Why is Charles Jones, who averaged 3.6 points a game and was one of only 18 players in the NBA to have more rebounds than points a year ago, staying out of the Washington Bullets' training camp?

"I guess I have to take at least a little stand," said Jones, who was signed to a 10-day contract before the second half of the 1984-85 season. "I may be a role player, but I've always been there for the team and I've held my own pretty well."

On a team at times painfully lacking in agility and athletic ability, Jones has more than held his own. Finishing 10th in the NBA in blocked shots last season, Jones was easily Washington's best all-around defender, as well.

"His only downside is that he doesn't score a lot of points, but he plays defense, he can stop a man, he'll block shots and he's good on the traps," said Coach Kevin Loughery. "Plus, he's real good people."

Talking about his situation, sprawled across a sofa, a television game show blaring in the background of his Greenbelt home, Jones could just as easily be sitting in a hotel room passing time before heading out to the next game. The fact that he's not, that this easygoing, well-respected player is engaged in a holdout, is somewhat disconcerting to him.

"It feels weird, you spend all summer getting prepared and then the time comes and you're set back," he said. "It's tough, but I'm hanging in there."

The major stumbling block in the negotiations between Jones and the Bullets appears to be Jones' desire for some sort of guarantee in his contract so that he doesn't have to endure a situation like last season's training camp. Last year, the small forward was one of a group of players who traveled to Baltimore-Washington International airport the night before the opening game against Boston, unsure whether he had earned a place on the final roster. He hadn't.

"It all came down to that," he recalled. "We were leaving, but you hadn't heard anything. You were packing and just hoping for the best, but you didn't know if you'd be getting on a plane or getting back in your car and going home. The whole training camp was like that. It was always in the back of your mind; one part of you would be trying to learn the plays, but another part would be thinking about what you could do to stay ahead of the next guy.

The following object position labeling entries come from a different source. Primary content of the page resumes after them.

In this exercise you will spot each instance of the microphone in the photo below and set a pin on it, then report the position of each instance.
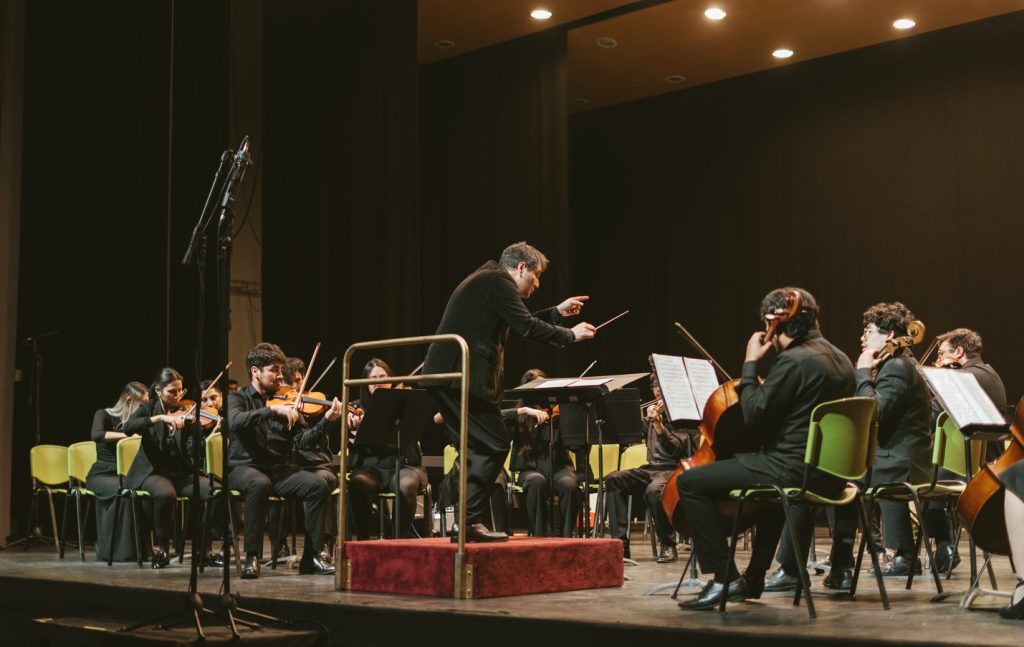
(242, 160)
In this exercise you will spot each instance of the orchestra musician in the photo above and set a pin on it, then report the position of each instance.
(536, 457)
(961, 349)
(163, 466)
(260, 455)
(807, 371)
(373, 468)
(1013, 505)
(665, 448)
(482, 309)
(108, 428)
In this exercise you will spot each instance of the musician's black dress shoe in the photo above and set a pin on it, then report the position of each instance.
(900, 567)
(839, 579)
(1016, 610)
(781, 580)
(668, 555)
(314, 566)
(250, 569)
(478, 532)
(160, 559)
(711, 595)
(946, 558)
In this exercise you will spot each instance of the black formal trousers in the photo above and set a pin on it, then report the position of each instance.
(368, 481)
(647, 481)
(488, 444)
(257, 485)
(537, 490)
(165, 491)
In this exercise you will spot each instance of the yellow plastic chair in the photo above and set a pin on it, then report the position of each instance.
(81, 456)
(126, 450)
(48, 466)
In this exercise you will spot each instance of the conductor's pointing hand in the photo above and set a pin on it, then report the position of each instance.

"It's not so much the guarantees -- there's no such thing as a no-cut or no-trade contract, anyway. I'm not asking for anything ridiculous. I just want to go into camp comfortable and relaxed. I don't want it to be a situation where the season is coming around and I'm battling a player for a spot and it comes down to whether or not I have a good day on one particular day of camp."

Yesterday, General Manager Bob Ferry said although "we want to be fair to the player, we have to do what's best for the team."

Jones knows all about team play. It's been a family tradition. His brother Major played six NBA seasons, never scoring more than 438 points or averaging more than 5.7 a game in a season. Caldwell, a 12-year veteran, has averaged seven points a game during his career, never attaining a double-digit scoring average in a single season.

Charles, 30, seems destined to follow suit. With a career high of 17 points, his best season by average was the 5.9 norm he attained in 31 games with Chicago and Washington during the 1984-85 season. Despite the lift he invariably gives the Bullets whenever he's in the game, and the intangibles he contributes on a regular basis, most people tend to concentrate on his low-scoring average.

"That's Charles' career," said Loughery, who was the coach of the Bulls when Jones was released shortly into the 1984-85 season. "When you're a specialist, you're always going to face being on the bubble. But he always survives because he's so good at what he does."

That didn't happen by accident, said Jones, for himself or his brothers.

"I think we were always surrounded by people who could shoot, but there always came a time when somebody said, 'Who do we have that can stop their guys?' " said Jones of his youth in Arkansas. "We were the ones who said, 'I'll try it,' and the label stuck. We were the guys who put more emphasis on defense. We may not score 30 points, we may only get four, but we'll stop the other guy from getting 34.

"It's been like that for me in the pros. You learn who the primary scorers are: Moses and Jeff {Malone}, Jay {Vincent}, Cliff Robinson when he was here. So you say, I'll do something else on this team that'll be beneficial and get my points from the double teams or off the offensive boards, rather than saying that I'll put it up whenever the ball hits my hands."

The problem for Jones, and especially playing with the Bullets, is that the team's lack of offensive punch makes carrying nonscorers like himself and Manute Bol something of a luxury. In addition, Loughery added, Jones' holdout "is giving someone else the opportunity to win his job."

Said Jones: "I think I could improve my scoring. I'll never jump to 20 points a game, but I think I could get between 10 and 15 and not hurt the team. I guess this {the holdout} is something like a gamble; that's why I'm hoping it'll all get worked out pretty soon."

Loughery said he won't take each of the 17 players currently in camp to Saturday's exhibition opener against the Detroit Pistons in Muskegon, Mich., but there probably won't be any cuts before then.